Q. Charlotte has cheap cost of living.

A. You’re going to laugh at this. So come down here, I buy the house. I have about a third more house than I have in New Jersey. I’m paying less taxes than I am in Jersey. You’ve got to be kidding me. And you just keep going down the line. But that’s part of it. It’s understanding that ... you’ve got to look at the whole picture. I’m going to get Biblical on you. People say, ‘Money is the root of all evil.’ No, it’s not. The love of money is the root of all evil. That’s the entire scripture. So it’s one of those deals where you hope they take the whole picture.

Q. A lot of people are comparing Kawann Short’s contract situation to Josh Norman’s. But I’ve written that it’s a different deal because Short plays a position that you value. Is that a fair assessment?

A. Of course it is. Look at the way we’ve built this thing. We were talking about the way we’ve built the O-line and the D-line.

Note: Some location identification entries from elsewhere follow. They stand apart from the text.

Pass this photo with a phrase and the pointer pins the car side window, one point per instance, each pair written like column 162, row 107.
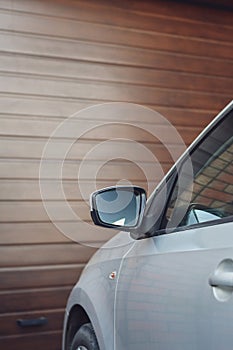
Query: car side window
column 207, row 195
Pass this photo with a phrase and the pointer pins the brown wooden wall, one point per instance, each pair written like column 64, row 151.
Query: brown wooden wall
column 56, row 58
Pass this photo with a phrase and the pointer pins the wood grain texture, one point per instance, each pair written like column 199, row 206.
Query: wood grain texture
column 58, row 57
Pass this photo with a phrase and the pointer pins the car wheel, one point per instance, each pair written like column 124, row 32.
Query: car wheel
column 85, row 339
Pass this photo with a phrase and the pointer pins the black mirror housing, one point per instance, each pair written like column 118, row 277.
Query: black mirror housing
column 118, row 207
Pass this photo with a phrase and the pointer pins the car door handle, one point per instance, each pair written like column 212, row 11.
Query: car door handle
column 221, row 279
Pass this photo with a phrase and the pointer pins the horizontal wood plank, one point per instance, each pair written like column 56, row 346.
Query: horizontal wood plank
column 9, row 326
column 54, row 254
column 46, row 233
column 39, row 277
column 38, row 341
column 79, row 30
column 34, row 299
column 42, row 66
column 105, row 53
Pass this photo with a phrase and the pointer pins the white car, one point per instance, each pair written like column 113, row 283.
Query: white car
column 167, row 282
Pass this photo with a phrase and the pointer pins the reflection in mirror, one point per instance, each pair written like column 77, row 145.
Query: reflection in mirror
column 118, row 206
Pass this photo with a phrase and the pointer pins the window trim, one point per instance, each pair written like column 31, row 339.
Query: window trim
column 173, row 174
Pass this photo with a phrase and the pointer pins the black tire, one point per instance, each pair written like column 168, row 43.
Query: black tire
column 85, row 339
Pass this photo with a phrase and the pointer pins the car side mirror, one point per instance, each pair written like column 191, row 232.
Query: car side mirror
column 118, row 207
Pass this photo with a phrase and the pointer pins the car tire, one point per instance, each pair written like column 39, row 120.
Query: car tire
column 85, row 339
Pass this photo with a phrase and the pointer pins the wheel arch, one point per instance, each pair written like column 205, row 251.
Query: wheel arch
column 77, row 317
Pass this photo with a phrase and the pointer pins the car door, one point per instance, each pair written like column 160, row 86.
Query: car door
column 175, row 289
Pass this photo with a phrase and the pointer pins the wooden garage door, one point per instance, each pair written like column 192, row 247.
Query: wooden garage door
column 56, row 58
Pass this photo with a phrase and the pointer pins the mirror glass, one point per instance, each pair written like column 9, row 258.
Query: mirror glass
column 120, row 206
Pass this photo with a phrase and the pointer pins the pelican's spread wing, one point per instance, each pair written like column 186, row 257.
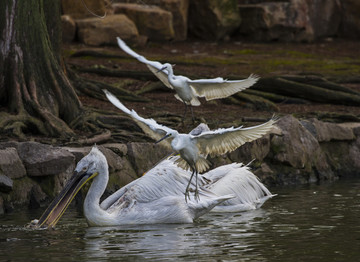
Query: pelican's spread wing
column 225, row 140
column 153, row 66
column 220, row 88
column 159, row 195
column 149, row 126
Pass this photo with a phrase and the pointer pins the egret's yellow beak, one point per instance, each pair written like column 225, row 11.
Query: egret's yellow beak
column 166, row 136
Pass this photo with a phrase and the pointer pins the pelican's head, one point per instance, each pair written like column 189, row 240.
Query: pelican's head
column 86, row 169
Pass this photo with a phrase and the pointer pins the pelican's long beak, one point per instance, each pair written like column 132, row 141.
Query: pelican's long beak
column 57, row 208
column 166, row 136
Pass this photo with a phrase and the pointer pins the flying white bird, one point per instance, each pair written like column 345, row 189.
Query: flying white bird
column 155, row 197
column 188, row 90
column 199, row 143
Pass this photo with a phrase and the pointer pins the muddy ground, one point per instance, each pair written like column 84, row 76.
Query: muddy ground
column 335, row 60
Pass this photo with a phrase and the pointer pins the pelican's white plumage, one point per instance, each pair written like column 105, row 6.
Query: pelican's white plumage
column 194, row 149
column 189, row 90
column 157, row 197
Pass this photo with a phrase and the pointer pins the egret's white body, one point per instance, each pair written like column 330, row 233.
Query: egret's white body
column 188, row 90
column 157, row 197
column 192, row 148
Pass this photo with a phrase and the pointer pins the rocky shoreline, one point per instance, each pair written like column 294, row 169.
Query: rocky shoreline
column 295, row 152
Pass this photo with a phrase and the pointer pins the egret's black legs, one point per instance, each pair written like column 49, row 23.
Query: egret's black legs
column 187, row 190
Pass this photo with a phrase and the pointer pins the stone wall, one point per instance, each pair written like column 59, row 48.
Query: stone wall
column 306, row 151
column 165, row 20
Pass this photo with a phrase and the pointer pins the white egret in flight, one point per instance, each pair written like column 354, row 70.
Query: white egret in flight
column 197, row 145
column 188, row 90
column 157, row 196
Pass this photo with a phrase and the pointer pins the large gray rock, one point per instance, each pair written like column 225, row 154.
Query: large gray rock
column 22, row 192
column 6, row 184
column 10, row 163
column 324, row 17
column 178, row 9
column 299, row 149
column 324, row 131
column 256, row 150
column 44, row 160
column 96, row 32
column 143, row 156
column 2, row 208
column 151, row 21
column 282, row 21
column 77, row 9
column 350, row 24
column 213, row 19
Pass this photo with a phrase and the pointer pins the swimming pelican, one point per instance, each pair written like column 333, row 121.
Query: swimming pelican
column 194, row 147
column 188, row 90
column 156, row 197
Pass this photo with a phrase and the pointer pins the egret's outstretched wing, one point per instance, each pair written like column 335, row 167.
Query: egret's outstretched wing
column 225, row 140
column 149, row 126
column 154, row 66
column 219, row 88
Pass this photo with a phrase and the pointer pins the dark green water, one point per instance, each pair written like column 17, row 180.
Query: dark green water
column 307, row 223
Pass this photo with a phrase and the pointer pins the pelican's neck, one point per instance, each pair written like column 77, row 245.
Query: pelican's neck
column 92, row 210
column 170, row 71
column 178, row 142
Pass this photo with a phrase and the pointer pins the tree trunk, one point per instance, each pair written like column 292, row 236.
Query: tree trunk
column 35, row 94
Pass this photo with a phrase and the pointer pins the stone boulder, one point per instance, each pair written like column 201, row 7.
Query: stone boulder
column 151, row 21
column 213, row 19
column 44, row 160
column 298, row 149
column 68, row 27
column 96, row 32
column 324, row 17
column 10, row 163
column 179, row 11
column 325, row 132
column 77, row 9
column 144, row 156
column 350, row 24
column 6, row 184
column 2, row 208
column 276, row 21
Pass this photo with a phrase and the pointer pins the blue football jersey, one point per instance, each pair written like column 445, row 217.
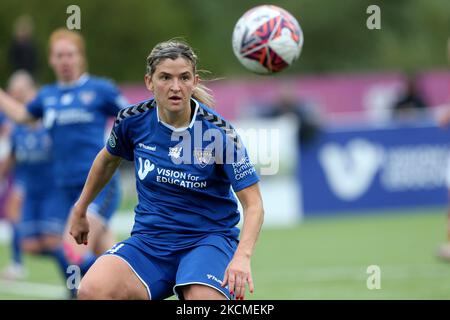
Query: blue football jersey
column 183, row 176
column 76, row 116
column 31, row 147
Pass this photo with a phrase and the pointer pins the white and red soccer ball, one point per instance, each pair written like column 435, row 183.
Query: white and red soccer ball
column 267, row 39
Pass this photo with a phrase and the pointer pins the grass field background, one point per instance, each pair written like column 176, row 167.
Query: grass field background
column 321, row 258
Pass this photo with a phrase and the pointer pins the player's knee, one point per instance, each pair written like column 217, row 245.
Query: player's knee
column 50, row 242
column 201, row 292
column 91, row 290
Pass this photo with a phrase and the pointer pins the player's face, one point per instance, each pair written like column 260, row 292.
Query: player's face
column 66, row 60
column 21, row 90
column 172, row 84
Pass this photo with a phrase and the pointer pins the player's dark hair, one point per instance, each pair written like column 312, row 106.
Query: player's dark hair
column 174, row 49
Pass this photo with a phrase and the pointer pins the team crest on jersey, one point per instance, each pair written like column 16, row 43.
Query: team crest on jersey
column 175, row 152
column 87, row 97
column 203, row 156
column 67, row 99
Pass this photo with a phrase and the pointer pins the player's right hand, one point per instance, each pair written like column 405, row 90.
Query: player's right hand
column 79, row 226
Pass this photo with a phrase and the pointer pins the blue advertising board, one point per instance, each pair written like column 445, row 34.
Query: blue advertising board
column 362, row 169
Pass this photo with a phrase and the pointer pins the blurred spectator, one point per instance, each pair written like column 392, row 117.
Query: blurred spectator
column 290, row 105
column 411, row 104
column 23, row 50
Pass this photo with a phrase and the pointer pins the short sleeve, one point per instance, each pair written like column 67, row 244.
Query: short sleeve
column 114, row 100
column 36, row 106
column 237, row 164
column 119, row 142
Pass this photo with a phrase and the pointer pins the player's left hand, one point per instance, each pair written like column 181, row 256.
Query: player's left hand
column 238, row 275
column 79, row 226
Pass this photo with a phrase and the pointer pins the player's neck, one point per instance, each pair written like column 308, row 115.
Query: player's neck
column 180, row 119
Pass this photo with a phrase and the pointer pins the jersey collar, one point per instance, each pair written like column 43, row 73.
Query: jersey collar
column 183, row 128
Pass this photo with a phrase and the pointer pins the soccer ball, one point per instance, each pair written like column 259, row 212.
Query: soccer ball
column 267, row 39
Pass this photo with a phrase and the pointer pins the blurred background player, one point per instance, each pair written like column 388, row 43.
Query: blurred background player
column 411, row 104
column 23, row 53
column 37, row 223
column 75, row 110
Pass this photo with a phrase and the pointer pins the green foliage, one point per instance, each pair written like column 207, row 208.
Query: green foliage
column 120, row 34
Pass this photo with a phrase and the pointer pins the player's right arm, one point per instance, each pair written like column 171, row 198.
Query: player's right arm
column 102, row 170
column 13, row 109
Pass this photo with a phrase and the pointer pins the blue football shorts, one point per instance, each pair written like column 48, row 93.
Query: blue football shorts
column 163, row 272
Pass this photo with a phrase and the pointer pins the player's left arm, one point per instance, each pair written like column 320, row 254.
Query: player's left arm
column 238, row 273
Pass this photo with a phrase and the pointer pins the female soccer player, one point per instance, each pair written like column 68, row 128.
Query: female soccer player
column 75, row 111
column 187, row 158
column 39, row 223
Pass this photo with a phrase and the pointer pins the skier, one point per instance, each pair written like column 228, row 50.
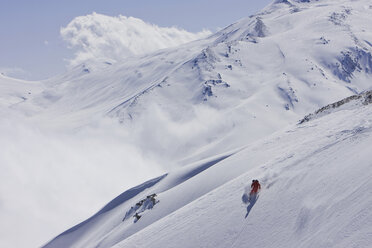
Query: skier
column 255, row 188
column 137, row 217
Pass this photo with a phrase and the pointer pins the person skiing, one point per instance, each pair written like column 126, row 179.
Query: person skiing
column 255, row 188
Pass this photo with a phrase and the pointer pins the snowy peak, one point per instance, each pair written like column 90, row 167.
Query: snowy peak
column 350, row 102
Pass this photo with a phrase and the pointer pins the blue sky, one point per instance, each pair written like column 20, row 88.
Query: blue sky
column 31, row 46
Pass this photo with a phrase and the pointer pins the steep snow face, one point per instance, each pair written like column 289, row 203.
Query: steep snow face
column 316, row 192
column 189, row 103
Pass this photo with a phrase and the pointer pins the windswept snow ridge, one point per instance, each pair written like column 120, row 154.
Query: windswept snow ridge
column 193, row 108
column 316, row 192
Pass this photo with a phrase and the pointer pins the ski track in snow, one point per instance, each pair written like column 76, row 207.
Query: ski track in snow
column 212, row 112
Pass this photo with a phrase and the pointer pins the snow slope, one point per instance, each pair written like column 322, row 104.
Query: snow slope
column 178, row 106
column 316, row 193
column 261, row 73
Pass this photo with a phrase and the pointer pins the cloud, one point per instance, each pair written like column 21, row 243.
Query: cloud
column 52, row 180
column 98, row 36
column 13, row 71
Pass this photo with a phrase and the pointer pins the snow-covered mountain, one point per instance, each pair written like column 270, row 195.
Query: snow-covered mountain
column 258, row 74
column 316, row 193
column 221, row 111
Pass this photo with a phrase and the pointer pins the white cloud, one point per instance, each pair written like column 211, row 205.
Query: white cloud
column 99, row 36
column 51, row 180
column 12, row 71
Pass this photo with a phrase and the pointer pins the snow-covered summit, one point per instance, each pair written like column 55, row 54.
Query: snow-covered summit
column 199, row 104
column 244, row 85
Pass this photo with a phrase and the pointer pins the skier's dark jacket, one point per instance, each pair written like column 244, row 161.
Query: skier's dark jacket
column 255, row 187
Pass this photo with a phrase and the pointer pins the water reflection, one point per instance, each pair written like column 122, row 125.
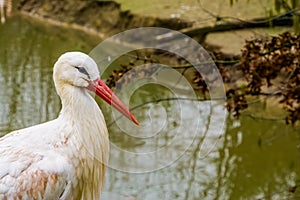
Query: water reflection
column 252, row 160
column 5, row 10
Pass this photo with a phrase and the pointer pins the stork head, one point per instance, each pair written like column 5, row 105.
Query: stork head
column 79, row 70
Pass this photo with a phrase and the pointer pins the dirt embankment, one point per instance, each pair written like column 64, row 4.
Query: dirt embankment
column 104, row 17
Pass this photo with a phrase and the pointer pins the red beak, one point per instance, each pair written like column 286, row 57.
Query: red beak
column 103, row 91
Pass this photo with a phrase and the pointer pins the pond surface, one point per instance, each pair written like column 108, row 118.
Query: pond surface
column 248, row 159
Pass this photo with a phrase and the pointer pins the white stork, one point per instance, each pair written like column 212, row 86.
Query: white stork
column 63, row 158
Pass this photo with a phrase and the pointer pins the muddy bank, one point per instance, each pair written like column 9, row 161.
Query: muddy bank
column 105, row 17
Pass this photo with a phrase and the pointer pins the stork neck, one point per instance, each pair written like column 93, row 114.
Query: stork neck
column 77, row 102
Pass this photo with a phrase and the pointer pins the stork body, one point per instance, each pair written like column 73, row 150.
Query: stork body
column 63, row 158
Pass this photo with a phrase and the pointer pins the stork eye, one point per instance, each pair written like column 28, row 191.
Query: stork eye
column 83, row 70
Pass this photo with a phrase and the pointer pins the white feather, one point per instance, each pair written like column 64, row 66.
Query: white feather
column 63, row 158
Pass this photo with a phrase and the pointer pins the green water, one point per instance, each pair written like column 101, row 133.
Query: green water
column 249, row 159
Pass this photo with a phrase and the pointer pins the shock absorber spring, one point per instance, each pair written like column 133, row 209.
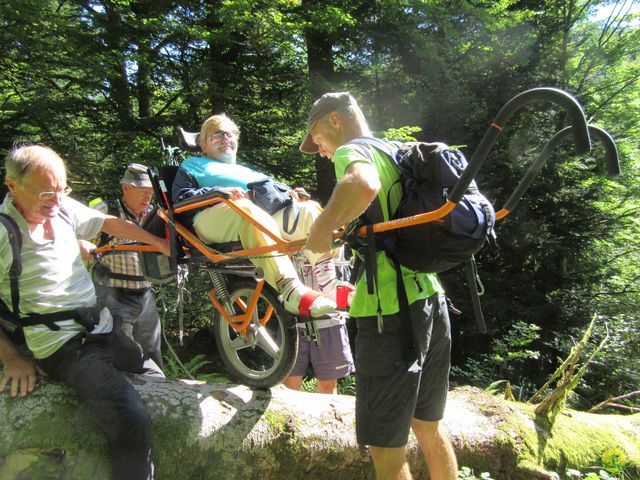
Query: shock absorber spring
column 220, row 285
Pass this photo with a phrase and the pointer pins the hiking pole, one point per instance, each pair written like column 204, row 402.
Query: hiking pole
column 611, row 157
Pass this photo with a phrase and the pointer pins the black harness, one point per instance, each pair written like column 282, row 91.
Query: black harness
column 87, row 317
column 102, row 271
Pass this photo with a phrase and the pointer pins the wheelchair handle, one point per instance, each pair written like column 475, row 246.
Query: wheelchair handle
column 554, row 95
column 611, row 157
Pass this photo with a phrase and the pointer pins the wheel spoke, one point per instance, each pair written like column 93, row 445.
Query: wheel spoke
column 238, row 343
column 266, row 342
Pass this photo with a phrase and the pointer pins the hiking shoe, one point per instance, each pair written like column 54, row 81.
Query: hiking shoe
column 303, row 301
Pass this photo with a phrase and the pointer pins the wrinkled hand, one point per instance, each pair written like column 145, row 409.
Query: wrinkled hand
column 299, row 193
column 20, row 373
column 165, row 247
column 85, row 250
column 236, row 193
column 320, row 239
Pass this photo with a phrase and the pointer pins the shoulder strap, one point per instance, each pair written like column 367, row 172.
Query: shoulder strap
column 383, row 146
column 115, row 209
column 15, row 241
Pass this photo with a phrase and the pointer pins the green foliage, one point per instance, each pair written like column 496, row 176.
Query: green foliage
column 466, row 473
column 614, row 462
column 506, row 357
column 347, row 385
column 102, row 82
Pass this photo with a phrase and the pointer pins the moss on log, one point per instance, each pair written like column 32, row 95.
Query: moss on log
column 231, row 432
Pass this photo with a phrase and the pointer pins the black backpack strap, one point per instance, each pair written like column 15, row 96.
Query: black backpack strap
column 409, row 342
column 15, row 241
column 290, row 211
column 472, row 281
column 114, row 209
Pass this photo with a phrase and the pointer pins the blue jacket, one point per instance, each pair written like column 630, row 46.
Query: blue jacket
column 200, row 175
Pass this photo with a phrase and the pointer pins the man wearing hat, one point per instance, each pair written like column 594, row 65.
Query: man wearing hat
column 402, row 348
column 118, row 276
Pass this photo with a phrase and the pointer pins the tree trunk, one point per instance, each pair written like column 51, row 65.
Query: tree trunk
column 320, row 62
column 231, row 432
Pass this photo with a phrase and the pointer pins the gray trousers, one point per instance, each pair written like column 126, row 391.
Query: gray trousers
column 140, row 319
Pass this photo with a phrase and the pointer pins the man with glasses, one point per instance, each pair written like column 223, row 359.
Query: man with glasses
column 70, row 336
column 402, row 348
column 118, row 276
column 217, row 170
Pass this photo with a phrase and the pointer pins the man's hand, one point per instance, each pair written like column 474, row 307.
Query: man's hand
column 164, row 247
column 86, row 248
column 20, row 372
column 320, row 239
column 299, row 193
column 235, row 193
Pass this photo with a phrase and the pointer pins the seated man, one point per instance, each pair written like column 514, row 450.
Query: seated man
column 121, row 286
column 77, row 344
column 217, row 170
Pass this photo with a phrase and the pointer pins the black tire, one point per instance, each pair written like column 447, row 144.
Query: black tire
column 266, row 357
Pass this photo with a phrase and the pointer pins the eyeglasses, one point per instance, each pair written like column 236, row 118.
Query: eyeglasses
column 220, row 134
column 54, row 193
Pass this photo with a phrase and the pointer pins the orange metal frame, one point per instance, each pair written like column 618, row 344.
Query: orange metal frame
column 240, row 322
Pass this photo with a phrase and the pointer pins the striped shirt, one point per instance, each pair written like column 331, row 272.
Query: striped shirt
column 126, row 263
column 53, row 276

The behind-the-scenes beauty of that is when you build strong fronts they make each other better because they’re practicing against each other. What better center are our defensive tackles going to work against than Ryan Kalil? What better guard are they going to work against than Trai (Turner)? And Andrew (Norwell) is a damn good player.

And obviously the O-linemen are going to be made better by working against KK and Star (Lotulelei) and Charles (Johnson) and Kony (Ealy). So everybody gets better. I’ve been very open about how we’ve built this team. And so obviously I love my hog mollies.

Q. Ron Rivera has talked a lot about avoiding complacency. You’ve been a part of teams that have won Super Bowls. What does complacency avoidance look like at the front office level?

A. I’ve always said, ‘If you’re not getting better, you’re getting worse.’ Nothing changes. You’re constantly looking at players. You want to get better. You have to objectively evaluate what you’ve got and be honest about it.

(Panthers right tackle Mike Remmers walks by on his way out of the stadium.)

Hey, Michael. Take care, Michael. ...

You have to keep working at it. Until you win the big one, and even after that you’ve got to keep going. It’s easy to keep it going because very honestly, all of us love the game. We love the competition and we love when that stadium’s rocking and rolling.